Interview with Ionna Vautrin, creator of Le bestiaire
A graduate of the École de design Nantes Atlantique, Ionna Vautrin has successively worked for Camper in Spain, for George J. Sowden in Italy and for Ronan & Erwan Bouroullec in France since 2002. After receiving the Grand Prize in Creation from the city of Paris in 2011, Vautrin opened her own studio, and now collaborates with brands such as Foscarini, Moustache, Kvadrat, Christian Dior, Sancal, Super-ette, Lexon, Serralunga and more. Her work exists at the intersection of industry and poetry, and she makes everyday objects simple and obvious, but surprising. Her works are a gentle and generous presence, featuring organic and geometric shapes, a cheerful and colorful spirit, and an intuitive and functional usage.
Ionna's beloved costume collection, Le bestiaire, will be displayed at FIAF Gallery through April 2, 2016, as a part of TILT Kids Festival and Oui Design, two new programs breaking boundaries within the fields of art and design.
Dorothée Charles (D.C.): What had you been doing before you opened your studio in 2011?
Ionna Vautrin (I.V.): I graduated as an industrial designer in 2002. I wanted to experiment as much as possible in order to discover all the different facets of the discipline. So I designed shoes for Camper in Spain, home appliances for George J. Sowden in Milan, perfume bottles for centdegrés, and furniture for the designers Ronan & Erwan Bouroullec in Paris. At the same time, I conceived some personal projects, including porcelain objects for Industreal, a young Italian company.
In 2011, I finally decided to open my own studio. It was just after I won the Grand Prix de la Création de la Ville de Paris (Grand Prize for Creation of the City of Paris) for the Binic light I designed for Foscarini.
D.C.: The Binic light has been a huge success. How did you come to work on this project?
I.V.: I was contacted by Foscarini in 2009. They ask me to consider making a small, affordable light that sparked a "coup de coeur." The Binic drawing immediately caught their attention among various proposals. It is made in a nautical style which draws inspiration specifically from the “manches à air” (windsocks) on the decks of boats. A year later, this small light that looks like a lighthouse flooded the market! It immediately was met with great enthusiasm by the public and the press. This project was a turning point in my young career. After that, publishers, editors, and companies asked me to work on different projects for them.
D.C.: How would you describe your work?
I.V.: It is always difficult to talk about one’s own work...I would say it is an encounter between poetry and industry. I try to design everyday objects in a way that is simple and obvious, yet surprising. I conceive them in a playful and colorful spirit, as a warm and familiar presence through both geometric and organic forms, and intuitive and functional uses.
D.C.: In 2015, the Biennale de St. Etienne invited you to create a project for children. How did you conceive Le bestiaire?
I.V.: First, I imagined a fun and accessible exhibition for the general public. I quickly came up with the idea of a collection of costumes linked by the theme of “animals”, in which each piece is designed by a different designer.
The animal world is fascinating for children and adults alike. Each costume is at the crossroads of graphic design, fashion design and the object itself. All the ingredients are there to develop a rich and entertaining exhibition for the public and the designers!
Each costume is created using basic craft paper on which the artists draw an inventive, colorful, or black and white fur and feathers. Most of the artists chose to interpret Savannah animals, exotic birds or marine mammals; imaginary beasts with diverse sources of inspiration and styles, from hyper-realistic to abstract and expressive.

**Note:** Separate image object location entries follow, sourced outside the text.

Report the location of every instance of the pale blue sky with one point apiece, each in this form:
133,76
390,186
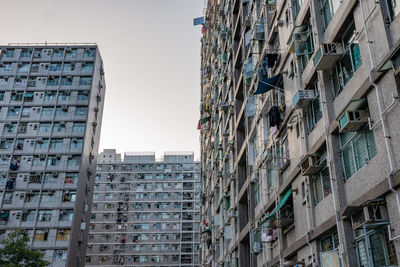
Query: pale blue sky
151,54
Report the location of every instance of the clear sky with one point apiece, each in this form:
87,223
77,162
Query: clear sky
151,54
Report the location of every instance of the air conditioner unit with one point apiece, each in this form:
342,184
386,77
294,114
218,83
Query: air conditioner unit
311,165
370,214
224,104
302,97
352,121
232,213
326,56
254,177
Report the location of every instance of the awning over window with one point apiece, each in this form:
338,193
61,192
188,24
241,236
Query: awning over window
266,84
280,205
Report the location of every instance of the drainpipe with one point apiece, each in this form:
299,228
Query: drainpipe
328,161
309,225
381,113
367,244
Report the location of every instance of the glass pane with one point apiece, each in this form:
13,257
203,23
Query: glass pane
318,189
362,254
326,182
369,136
360,150
348,161
378,250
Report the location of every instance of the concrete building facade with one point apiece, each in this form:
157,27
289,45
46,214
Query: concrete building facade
51,106
146,212
300,131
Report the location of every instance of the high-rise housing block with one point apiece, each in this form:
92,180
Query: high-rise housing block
300,144
146,212
51,106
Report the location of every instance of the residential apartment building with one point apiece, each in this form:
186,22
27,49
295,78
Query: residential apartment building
146,212
51,106
300,131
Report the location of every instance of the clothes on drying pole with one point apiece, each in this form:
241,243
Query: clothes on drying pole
275,117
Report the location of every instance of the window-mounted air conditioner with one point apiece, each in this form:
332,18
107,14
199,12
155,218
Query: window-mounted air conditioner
370,214
311,165
326,55
303,97
352,121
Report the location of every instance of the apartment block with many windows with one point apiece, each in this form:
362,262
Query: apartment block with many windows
300,131
51,106
146,211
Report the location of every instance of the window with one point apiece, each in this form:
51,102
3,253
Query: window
381,249
59,255
79,127
14,111
71,53
38,161
304,44
25,53
28,216
74,160
85,81
330,242
90,52
321,184
44,127
328,9
8,53
59,127
69,196
66,81
41,235
87,67
55,66
56,143
66,215
44,216
42,144
393,7
314,110
63,234
76,143
53,160
48,111
357,148
349,62
83,96
49,96
81,111
297,4
23,67
58,52
64,96
53,81
71,178
69,67
61,111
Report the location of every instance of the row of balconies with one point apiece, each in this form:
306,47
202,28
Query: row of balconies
39,54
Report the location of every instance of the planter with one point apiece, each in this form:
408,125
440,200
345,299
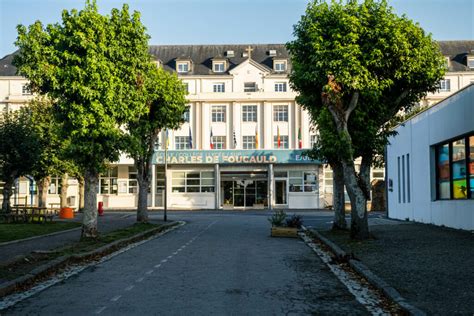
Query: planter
278,231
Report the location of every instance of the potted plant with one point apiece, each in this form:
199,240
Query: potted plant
283,226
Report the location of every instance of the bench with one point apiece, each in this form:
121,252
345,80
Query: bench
28,214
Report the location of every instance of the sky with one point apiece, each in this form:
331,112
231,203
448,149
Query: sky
229,21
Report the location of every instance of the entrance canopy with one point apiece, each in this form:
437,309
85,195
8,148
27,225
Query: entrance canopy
253,156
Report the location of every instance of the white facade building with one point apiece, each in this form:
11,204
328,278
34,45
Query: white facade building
240,95
430,164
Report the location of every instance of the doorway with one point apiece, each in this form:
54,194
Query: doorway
281,192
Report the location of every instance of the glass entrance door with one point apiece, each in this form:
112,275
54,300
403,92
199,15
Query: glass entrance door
244,193
280,192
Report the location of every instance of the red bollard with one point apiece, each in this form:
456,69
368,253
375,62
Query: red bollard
100,209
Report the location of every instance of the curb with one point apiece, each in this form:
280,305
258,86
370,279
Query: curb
372,278
6,243
50,267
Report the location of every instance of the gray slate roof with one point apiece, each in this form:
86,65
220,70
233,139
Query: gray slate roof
202,55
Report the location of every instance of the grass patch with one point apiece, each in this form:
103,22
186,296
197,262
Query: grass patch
28,263
15,231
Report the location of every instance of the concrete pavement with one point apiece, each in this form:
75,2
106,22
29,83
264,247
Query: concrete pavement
217,264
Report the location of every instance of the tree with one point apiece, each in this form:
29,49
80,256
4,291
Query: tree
19,150
52,159
92,66
324,150
166,104
364,64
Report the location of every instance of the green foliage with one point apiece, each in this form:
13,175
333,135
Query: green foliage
19,146
368,49
278,218
93,67
294,221
165,105
52,160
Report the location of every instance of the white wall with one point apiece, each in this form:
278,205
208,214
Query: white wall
449,119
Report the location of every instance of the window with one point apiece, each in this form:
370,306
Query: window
280,66
470,62
283,141
186,115
219,142
280,87
445,85
302,181
25,90
192,181
280,113
218,66
218,87
108,182
455,169
218,113
55,185
249,113
181,142
132,180
183,67
250,87
248,142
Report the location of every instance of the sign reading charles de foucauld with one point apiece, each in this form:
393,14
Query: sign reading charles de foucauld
280,156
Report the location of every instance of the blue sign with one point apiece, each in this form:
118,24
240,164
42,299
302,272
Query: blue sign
249,156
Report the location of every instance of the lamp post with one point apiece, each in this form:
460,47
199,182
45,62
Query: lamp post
165,208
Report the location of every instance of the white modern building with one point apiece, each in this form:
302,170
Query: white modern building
430,164
240,101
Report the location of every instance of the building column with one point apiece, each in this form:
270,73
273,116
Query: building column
153,185
217,177
270,186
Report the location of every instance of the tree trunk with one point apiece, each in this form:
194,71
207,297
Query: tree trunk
81,192
89,222
43,187
359,224
142,208
7,193
64,186
338,197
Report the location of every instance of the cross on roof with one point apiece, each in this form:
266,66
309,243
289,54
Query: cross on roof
249,50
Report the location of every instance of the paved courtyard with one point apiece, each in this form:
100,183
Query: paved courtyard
217,264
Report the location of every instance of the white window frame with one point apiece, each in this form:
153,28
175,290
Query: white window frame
280,113
218,113
218,66
183,66
444,85
181,142
132,180
284,142
249,113
218,87
280,86
25,90
250,87
110,181
219,142
280,66
470,62
248,142
192,182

D.C.: Le bestiaire will be presented in New York at the French Institute Alliance Française from January to April 2016. How did you conceive this new show and the associated workshops and ateliers for children?
I.V.: The exhibition is a small zoo! Each costume stands on two feet, and is held up by a circular base. Visitors are invited to walk around the “animals,” and to take them in from all angles. In connection with the exhibition, a workshop will encourage children to imagine and draw the creature of their choice on a blank costume template. Then, they put on their new costumes, and the festivities can begin! The freed animals roar, sing, meow, buzz, bark, coo, grunt, fly, swim, run, jump...

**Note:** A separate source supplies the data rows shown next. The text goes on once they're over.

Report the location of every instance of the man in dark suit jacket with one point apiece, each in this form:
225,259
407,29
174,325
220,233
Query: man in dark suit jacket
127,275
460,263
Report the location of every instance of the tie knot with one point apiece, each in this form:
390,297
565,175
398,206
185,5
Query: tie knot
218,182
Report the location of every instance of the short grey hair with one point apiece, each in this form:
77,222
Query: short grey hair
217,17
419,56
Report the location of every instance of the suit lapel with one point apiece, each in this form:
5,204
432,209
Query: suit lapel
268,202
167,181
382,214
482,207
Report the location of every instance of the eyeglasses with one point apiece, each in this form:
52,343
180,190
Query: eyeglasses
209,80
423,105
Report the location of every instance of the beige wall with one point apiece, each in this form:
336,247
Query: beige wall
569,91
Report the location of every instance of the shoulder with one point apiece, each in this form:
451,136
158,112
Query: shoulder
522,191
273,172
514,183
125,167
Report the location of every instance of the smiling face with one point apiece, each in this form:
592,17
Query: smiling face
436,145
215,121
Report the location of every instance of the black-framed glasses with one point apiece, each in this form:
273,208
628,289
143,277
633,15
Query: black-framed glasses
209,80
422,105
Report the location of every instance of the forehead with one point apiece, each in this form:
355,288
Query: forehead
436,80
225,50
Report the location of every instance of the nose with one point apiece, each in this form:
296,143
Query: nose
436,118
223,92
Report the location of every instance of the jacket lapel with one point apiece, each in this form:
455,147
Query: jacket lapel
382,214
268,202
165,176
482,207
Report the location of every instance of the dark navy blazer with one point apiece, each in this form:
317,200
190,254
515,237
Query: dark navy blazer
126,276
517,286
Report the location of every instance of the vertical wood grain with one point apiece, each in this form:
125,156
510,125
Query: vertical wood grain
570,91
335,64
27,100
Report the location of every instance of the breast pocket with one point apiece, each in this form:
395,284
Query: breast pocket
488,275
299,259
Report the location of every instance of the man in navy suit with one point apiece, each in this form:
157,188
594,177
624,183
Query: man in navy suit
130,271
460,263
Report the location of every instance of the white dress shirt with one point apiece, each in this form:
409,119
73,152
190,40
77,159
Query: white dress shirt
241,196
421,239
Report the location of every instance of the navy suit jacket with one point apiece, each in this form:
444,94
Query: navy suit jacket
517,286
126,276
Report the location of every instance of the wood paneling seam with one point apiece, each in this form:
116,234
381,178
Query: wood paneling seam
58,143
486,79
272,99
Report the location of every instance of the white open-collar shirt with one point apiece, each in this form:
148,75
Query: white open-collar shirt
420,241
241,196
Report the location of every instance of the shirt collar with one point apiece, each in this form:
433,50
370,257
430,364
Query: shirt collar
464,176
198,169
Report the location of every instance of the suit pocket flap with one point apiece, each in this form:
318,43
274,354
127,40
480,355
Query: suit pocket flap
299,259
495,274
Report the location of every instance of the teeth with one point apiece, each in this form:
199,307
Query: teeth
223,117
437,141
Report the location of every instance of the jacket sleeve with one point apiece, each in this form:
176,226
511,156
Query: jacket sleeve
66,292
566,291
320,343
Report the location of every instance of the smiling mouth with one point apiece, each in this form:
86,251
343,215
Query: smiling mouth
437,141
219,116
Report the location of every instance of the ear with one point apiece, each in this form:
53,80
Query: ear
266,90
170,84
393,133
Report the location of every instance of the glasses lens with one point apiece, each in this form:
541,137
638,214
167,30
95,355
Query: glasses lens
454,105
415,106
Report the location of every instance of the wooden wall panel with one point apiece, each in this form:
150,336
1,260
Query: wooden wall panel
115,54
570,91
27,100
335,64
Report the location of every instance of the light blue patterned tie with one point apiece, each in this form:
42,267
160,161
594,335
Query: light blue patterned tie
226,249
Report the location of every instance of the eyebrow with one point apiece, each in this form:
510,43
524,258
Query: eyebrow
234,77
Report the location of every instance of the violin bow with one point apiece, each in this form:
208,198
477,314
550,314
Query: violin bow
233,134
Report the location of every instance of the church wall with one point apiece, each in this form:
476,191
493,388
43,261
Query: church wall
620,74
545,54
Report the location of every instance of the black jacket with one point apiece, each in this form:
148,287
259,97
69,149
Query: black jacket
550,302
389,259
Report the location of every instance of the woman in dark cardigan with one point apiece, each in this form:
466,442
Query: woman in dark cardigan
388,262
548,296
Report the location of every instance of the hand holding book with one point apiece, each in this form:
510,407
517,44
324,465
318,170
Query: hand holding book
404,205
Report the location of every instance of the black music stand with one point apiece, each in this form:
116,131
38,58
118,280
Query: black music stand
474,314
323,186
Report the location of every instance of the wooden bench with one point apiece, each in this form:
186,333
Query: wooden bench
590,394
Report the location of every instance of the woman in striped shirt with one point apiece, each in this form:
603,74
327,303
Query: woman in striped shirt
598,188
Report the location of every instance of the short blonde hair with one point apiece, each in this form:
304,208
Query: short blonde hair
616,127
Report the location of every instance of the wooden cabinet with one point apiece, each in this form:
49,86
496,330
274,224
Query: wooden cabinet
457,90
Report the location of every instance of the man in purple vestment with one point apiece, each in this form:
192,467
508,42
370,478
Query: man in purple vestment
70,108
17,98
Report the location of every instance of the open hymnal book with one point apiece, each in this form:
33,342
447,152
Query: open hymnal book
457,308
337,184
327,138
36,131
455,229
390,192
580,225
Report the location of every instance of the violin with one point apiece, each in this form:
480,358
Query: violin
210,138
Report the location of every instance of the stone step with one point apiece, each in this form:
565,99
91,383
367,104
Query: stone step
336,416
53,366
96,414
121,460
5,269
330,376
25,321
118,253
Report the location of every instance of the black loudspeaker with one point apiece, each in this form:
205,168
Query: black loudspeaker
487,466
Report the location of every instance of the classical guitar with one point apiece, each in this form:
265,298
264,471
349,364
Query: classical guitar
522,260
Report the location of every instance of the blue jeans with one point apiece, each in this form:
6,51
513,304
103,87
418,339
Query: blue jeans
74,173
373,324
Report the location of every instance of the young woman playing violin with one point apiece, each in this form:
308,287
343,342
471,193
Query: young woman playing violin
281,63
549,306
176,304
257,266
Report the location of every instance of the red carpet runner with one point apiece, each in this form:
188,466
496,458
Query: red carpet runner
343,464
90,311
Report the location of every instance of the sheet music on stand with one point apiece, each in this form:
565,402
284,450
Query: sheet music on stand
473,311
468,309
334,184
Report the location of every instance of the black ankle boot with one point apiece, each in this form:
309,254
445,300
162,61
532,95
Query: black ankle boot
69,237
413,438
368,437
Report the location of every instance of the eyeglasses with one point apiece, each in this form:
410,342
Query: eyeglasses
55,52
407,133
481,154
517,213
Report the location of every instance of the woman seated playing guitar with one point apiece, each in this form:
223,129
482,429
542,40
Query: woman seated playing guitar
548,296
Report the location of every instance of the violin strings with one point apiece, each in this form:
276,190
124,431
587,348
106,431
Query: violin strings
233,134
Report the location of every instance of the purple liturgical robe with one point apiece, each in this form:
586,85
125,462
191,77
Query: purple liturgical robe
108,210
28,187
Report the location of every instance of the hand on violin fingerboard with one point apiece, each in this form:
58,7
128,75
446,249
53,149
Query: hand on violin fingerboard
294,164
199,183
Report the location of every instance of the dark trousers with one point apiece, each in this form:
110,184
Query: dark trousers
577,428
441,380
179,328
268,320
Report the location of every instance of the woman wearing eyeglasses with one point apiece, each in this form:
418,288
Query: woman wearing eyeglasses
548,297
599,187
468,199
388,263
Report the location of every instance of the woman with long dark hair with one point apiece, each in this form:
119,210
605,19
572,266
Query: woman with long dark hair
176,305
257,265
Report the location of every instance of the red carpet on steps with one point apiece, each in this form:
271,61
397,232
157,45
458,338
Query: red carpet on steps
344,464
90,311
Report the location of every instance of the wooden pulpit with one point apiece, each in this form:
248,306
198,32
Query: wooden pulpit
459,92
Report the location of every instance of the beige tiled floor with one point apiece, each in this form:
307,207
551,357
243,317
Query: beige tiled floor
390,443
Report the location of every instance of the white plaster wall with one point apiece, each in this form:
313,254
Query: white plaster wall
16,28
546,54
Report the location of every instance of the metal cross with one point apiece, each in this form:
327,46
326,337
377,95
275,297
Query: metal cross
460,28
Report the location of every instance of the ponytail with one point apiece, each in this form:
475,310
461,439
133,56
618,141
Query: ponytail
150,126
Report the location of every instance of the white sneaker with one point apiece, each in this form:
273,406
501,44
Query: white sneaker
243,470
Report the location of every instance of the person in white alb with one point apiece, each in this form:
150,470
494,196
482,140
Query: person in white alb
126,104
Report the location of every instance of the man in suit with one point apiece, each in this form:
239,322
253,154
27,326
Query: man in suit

D.C.: Can you describe a couple of the costumes from the collection?
I.V.: Felipe Ribon created a hyper-realistic, pragmatic rat, for which he photographed an actual rat in a medical research center. His "Ratatouille Uncovered" is an open specimen on a dissecting table. Leslie David worked on a Yeti, a legendary animal which beckons us into imaginary worlds! Based on the principle of Rorschach tests, the "Grizzyeti” has a colorful coat and two protruding eyes. Each costume has its own personality and history. I was fascinated by the diversity and creative design approaches to this project.
D.C.: What are your next projects?
I.V.: I am currently working on several different projects, from industrial to artisanal. A collection of oversized stuffed animals entitled Zoo will be presented by a young Danish company, element optimal. Bosa will develop a collection of funny censers, out of which animals spit smoke. Finally, Lexon will soon unveil a new solar-powered garden light inspired by nature.